We observed that median treatment duration of 8.5 months was necessary to achieve the best response produced by letrozole. The observation that longer duration of letrozole therapy results in further tumour volume reduction was also made by Dixon et al (2009) and another smaller study (Krainick-Strobel et al, 2008). In the study by Dixon et al (2009), 182 patients were commenced on neoadjuvant letrozole but about a third of patients (n=63, median age 79 years) continued to take the medication beyond the planned 3-month period with response rates increasing with time. Their study included patients with inoperable locally advanced disease. In a phase 2 multicentre study of 117 patients (median age 80 years), 6 months of neoadjuvant exemestane produced a clinical response rate of 70% but the best response was seen only in 33% of patients by 3 months of therapy (Mustacchi et al, 2009).
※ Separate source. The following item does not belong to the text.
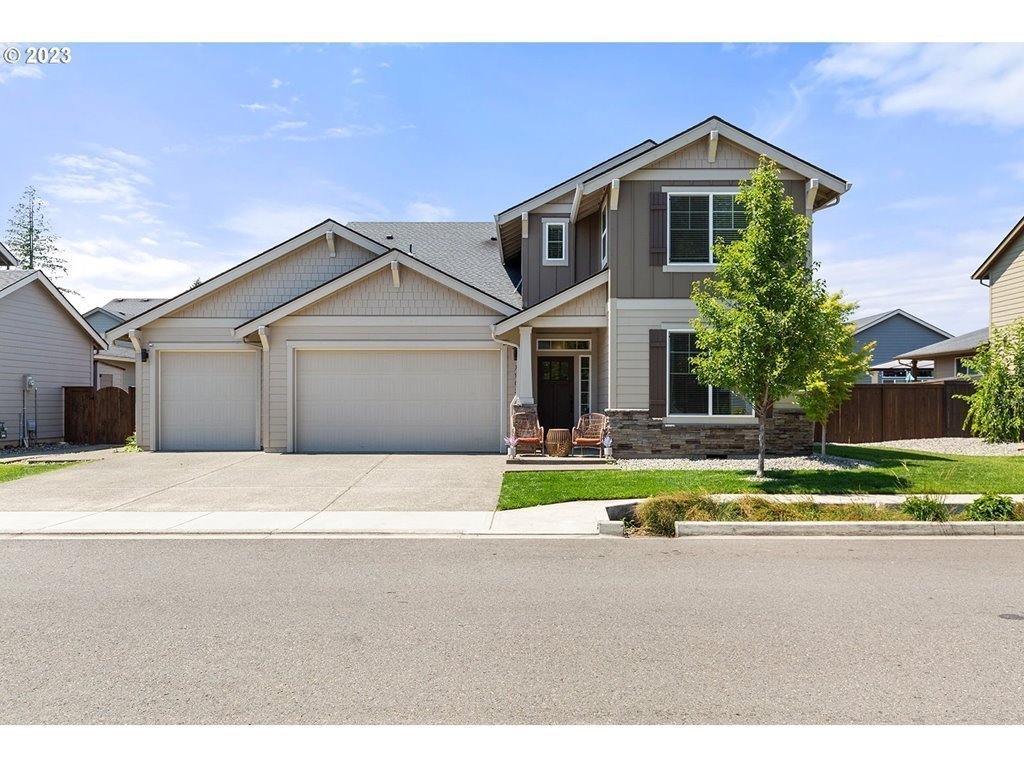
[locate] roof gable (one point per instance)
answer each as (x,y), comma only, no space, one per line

These results support our observation that a much longer period of treatment than the standard 16–18 weeks studied in neoadjuvant trials is necessary to achieve the best tumour response seen with AIs.
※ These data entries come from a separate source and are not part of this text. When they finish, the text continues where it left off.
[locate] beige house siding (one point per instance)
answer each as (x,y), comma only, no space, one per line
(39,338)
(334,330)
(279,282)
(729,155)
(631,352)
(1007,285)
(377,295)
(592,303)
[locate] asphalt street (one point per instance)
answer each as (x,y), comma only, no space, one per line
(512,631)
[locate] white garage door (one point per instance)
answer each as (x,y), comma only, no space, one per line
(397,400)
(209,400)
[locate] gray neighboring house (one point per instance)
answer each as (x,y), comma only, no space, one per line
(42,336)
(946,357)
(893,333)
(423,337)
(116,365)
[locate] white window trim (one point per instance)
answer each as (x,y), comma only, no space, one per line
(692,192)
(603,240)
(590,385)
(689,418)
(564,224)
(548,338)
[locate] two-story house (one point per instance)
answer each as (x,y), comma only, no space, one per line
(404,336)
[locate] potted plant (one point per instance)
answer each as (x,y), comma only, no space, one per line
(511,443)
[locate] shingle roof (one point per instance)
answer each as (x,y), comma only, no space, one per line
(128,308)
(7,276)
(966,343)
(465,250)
Eighteen percent of the tumours in our study progressed on letrozole despite being ER/PR positive, which is higher than the 2.2–12% reported in the neoadjuvant letrozole trials (Eiermann et al, 2001; Olson et al, 2009). In addition, a significant proportion of tumours that initially responded (22% in this study) subsequently escaped control, thereby necessitating other modalities of treatment such as surgery at a later stage and at a more advanced age. It is obvious that we need more reliable markers than just ER and PR to predict response to endocrine therapy. Neoadjuvant AI therapy is associated with profound changes in gene expression and biochemical profiling of the relevant transcripts either at initiation of therapy, or more realistically, after a relatively short duration of treatment (by repeat core biopsy), may accurately predict tumour behaviour and allow early salvage of those which are likely to progress (Yamashita et al, 2009; Mello-Grand et al, 2010). The challenge is to identify molecular and proliferative changes that would correlate well with clinical and pathological response (Miller and Larionov, 2010; Miller et al, 2010). Until this is achieved in everyday clinical practice, close observation of patients is necessary in the initial period to identify those who progress on PET.
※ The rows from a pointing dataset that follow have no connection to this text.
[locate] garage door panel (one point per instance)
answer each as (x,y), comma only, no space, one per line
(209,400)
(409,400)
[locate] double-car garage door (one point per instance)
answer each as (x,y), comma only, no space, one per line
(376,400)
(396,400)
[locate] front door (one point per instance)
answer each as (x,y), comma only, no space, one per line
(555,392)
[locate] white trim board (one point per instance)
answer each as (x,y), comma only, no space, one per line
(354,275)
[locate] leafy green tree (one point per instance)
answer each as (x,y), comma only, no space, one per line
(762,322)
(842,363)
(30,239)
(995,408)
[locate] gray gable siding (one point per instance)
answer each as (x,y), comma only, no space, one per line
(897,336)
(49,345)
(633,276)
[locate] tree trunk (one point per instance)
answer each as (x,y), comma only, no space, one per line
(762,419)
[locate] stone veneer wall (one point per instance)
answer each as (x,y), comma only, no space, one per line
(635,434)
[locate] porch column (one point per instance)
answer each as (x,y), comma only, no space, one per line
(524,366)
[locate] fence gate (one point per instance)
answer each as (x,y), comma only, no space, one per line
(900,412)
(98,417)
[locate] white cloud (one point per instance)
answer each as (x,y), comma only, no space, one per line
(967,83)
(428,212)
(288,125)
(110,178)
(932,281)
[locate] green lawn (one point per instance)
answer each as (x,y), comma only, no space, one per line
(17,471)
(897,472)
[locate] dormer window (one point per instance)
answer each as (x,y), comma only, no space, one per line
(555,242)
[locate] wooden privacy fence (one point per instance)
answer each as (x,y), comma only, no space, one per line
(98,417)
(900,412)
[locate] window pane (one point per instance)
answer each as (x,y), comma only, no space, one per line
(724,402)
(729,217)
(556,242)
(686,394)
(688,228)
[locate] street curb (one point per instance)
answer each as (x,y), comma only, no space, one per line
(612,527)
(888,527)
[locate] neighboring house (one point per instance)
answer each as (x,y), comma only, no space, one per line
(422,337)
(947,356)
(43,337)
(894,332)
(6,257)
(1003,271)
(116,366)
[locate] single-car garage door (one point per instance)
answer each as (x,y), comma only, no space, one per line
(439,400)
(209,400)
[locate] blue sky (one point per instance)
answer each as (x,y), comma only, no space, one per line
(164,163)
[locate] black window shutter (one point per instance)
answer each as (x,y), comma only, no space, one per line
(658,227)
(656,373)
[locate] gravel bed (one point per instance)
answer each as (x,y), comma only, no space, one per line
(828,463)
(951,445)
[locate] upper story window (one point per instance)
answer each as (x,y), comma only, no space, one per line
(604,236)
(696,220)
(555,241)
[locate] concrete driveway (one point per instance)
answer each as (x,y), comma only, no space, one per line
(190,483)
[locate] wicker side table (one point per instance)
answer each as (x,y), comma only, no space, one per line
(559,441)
Letrozole, by significant inhibition of production of oestrogen can cause bone loss and increased incidence of fractures, its main adverse effect in the elderly as shown in the large adjuvant letrozole trial BIG 1–98 (Crivellari et al, 2008). The fracture rate in our study after median follow-up of 56 months was 12.5% compared with 9.3% in the BIG 1–98 trial after a median follow-up of just over 60 months (Rabaglio et al, 2009), with fracture risk increasing with age. In both studies, no specific or consistent efforts were made to monitor bone density and no calcium/vitamin D supplements or bisphosphonates were actively recommended. Only 6% (n=146) of the BIG 1–98 trial population was ‘elderly’ (75) and the fracture rate in this group was 11.6% after a median follow-up of 40 months (Crivellari et al, 2008), in line with our findings. These results suggest that older patients who are prescribed letrozole as PET would benefit from bone density monitoring and prophylactic treatment of those at risk of a fracture, as the risk is similar to those receiving letrozole as adjuvant treatment.

In summary, this study suggests that letrozole is a reasonable alternative in elderly women with ER/PR-positive invasive breast cancer who are either unfit with limited life expectancy or decline standard therapy. Despite the relative richness of ER in this population close observation is necessary as 1 in 5 patients may not respond to letrozole and one fifth of those who initially respond may progress after a period of time. These two features make PET, even with an AI, decidedly inferior to surgery. A reduction in tumour size may take on average 4–5 months to manifest and it may take twice as long to see the best tumour response that may be achieved with letrozole. Although the mortality is high in this population, most deaths are due to comorbidity or age rather than breast cancer.